In many parts of India, empowering girls is not seen as important. Women and girls lack the resources and systems in place to be on equal footing with men and boys. One of the places this is most prominent is in the school system. CARE is working to change this.

In over 200 middle schools in Bihar province a gender transformation is taking place. Girls are learning they can be leaders.

“In the schools, through passive every day actions, girls were learning they came second to the boys in their school,” says CARE’s gender specialist, Dr. Renu Golwalker. “Girls were at a disadvantage in almost everything.” 

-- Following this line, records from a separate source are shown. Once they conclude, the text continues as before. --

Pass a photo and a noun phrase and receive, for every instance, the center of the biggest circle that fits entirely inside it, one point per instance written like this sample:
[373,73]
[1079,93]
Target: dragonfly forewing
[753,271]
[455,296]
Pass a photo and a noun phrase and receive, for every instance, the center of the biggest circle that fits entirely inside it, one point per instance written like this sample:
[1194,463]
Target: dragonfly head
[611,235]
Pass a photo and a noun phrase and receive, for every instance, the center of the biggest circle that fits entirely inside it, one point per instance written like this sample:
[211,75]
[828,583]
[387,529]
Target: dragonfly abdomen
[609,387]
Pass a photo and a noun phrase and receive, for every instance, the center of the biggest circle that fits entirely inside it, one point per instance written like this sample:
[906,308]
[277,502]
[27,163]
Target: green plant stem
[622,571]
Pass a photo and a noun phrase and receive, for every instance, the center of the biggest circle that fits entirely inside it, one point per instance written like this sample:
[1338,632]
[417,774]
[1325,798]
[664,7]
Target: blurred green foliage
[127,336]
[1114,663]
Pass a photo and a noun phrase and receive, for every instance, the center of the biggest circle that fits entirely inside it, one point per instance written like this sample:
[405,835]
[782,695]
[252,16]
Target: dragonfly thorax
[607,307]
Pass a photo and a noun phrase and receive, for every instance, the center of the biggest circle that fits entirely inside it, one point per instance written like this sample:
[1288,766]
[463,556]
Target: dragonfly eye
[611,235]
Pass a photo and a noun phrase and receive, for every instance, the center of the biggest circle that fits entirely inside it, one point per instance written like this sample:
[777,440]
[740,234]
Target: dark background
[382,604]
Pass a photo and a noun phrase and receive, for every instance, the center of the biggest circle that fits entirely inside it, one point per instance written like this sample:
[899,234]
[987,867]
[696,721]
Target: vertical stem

When I visited one school, I was told that the girls help prepare the school lunch every day. After the boys and girls ate, it was the girls who stayed behind to clean up. Girls weren’t participating in Student Parliament and so didn’t have any say in school decision-making.  Girls and boys also had separate gym classes because it was thought that the girls couldn’t keep up with the boys.

The school headmaster and staff were very open to change and saw the potential benefits to all of their students and thus began the Girls Leadership program.

“What CARE has done is taught us that simple changes can lead to a big difference in the way the girls and the boys think,” Headmaster Arwali explained. “Our Girls Leadership program has changed the way we think as teachers too. We ask ourselves why it that the girls are is expected to clean up after the boys. It is not right.”

Now though, may changes have taken place that will have lasting impact.

The school library now has a collection of books that celebrate strong women in Indian culture. Girls and boys now participate in gym class together and the girls report that they often win at games and races). The boys reported that the girls were good at gym and that helping the girls clean up the dishes was a good thing for them too.

And this year, the school elected a girl as the Prime Minister of their Student Parliament. Both the boys and the girls reported she was very good at her job.

CARE India’s project manager, Sumali, points out the benefits to the boys too.

“Child marriage, girls cleaning up the lunch dishes…none of these things are good for the boys either. When we stretch the boy’s thinking, we improve the situation for everyone.”

Both teachers and students are excited by the progress they’ve made.

“I don’t just think about this at school,” said one of the senior boys. “Now I also help my mother clean up after meals at home. I think about these things now.”

The school is expanding next year to accept even more students and the teachers say they are pleased that more girls and boys will be introduced to Girls Leadership programming.

CARE staff report that across the 200 schools in Bihar province, almost all of them are experiencing the exact same kind of transformative gender change. The CARE staff are very proud to be a part of this lasting change that will impact generations to come.

As for Swoti, she is a very active member of the Girls Leadership Club, which meets weekly and introduces the girls to gender equity concepts and thinking. When she finishes school, she says, she wants to be a police officer.